# How do I get my dog to leave me alone.



## psilentchild (Oct 1, 2009)

I don't know how to word my question so let me explain whats going on. I have an alapaha blue blood bull dog, that is 1 yrs old. I don't mind him laying on me or being around me, but sometimes he gets in the way. My wife has almost fell with the baby. I have tried pushing him away; not a hard push I just put him in a spot where he is not in the way, but most of the time he just comes right back. I have tried telling him too move, move, and move till he moves out the way then I pat him on the head and/or tell he good boy, but he thinks I want to play and comes back. Its getting very frustrating. What should I do?


----------



## Selah Cowgirl (Nov 14, 2009)

Teach him to go lie down, give him a specific spot in the house that is his, a kennel or a dog bed. Teach him to down first, then down in the kennel or on the bed. Then at very short distances start to send him to the bed by giving a command like kennel or bed. Reward him and let him go. Start building the time you expect him to be quiet and out of the way. Reward him with a special toy or treat that he only gets when he is down like this. Never let him get up unless you release him. Even when you are first starting out, set him up for success by reading his body language and releasing him before he breaks. 

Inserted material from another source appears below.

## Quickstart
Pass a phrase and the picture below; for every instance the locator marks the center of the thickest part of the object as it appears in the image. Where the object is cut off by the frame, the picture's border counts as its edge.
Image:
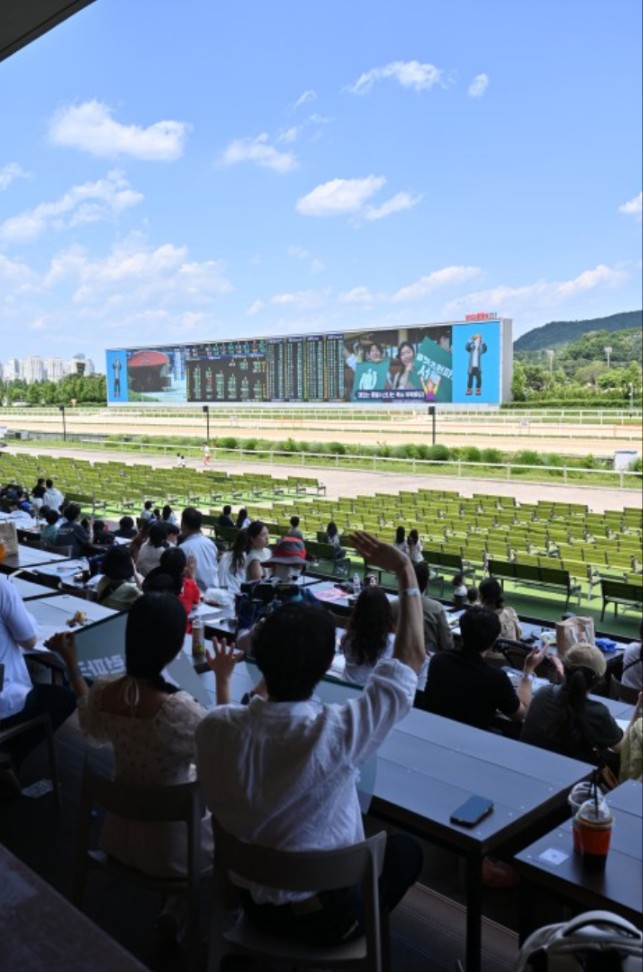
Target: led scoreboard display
(467, 361)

Alternatively buy a crate and let him hang out in that instead of on the couch.


----------



## psilentchild (Oct 1, 2009)

He has a crate, but we put it up since he became house broken. He does have a spot that he likes to lay in by the tv. I put him there once, but that was it. I will continue to put him in his spot and see how that works. That's the only problem I have out of him. He knows to sit and not eat his food until told too and to stop eating if I say stop. He just won't move.


----------



## PatriciafromCO (Oct 7, 2012)

agree spending time showing them a task they should do instead is productive. And I always start by going with them and showing them and rewarding them because it's not a punishment, its just another task/job for them to learn. Very helpful skill that once they understand being sent away to a safety spot you can use it for many places that you can put a name to.. I use it for when I realize I have a rattle snake in the yard, I can send everyone back to the house and out of harms way while I deal with it, or if a glass gets broken on the floor in the house I can send them to a different room to wait. Going away from you and being able to manuver an obsticle away and out of line of sight of you are extremly useful tools.


----------



## hanksimon (Mar 18, 2009)

And, the reward could be a frozen, stuffed Kong, or a hard rubber bone to chew...


----------



## Kovalpup (Dec 16, 2012)

In Patricia McConnell's book "The Other End of the Leash" she mentions this sort of thing. It seems like he's created a habit of demanding attention from you. 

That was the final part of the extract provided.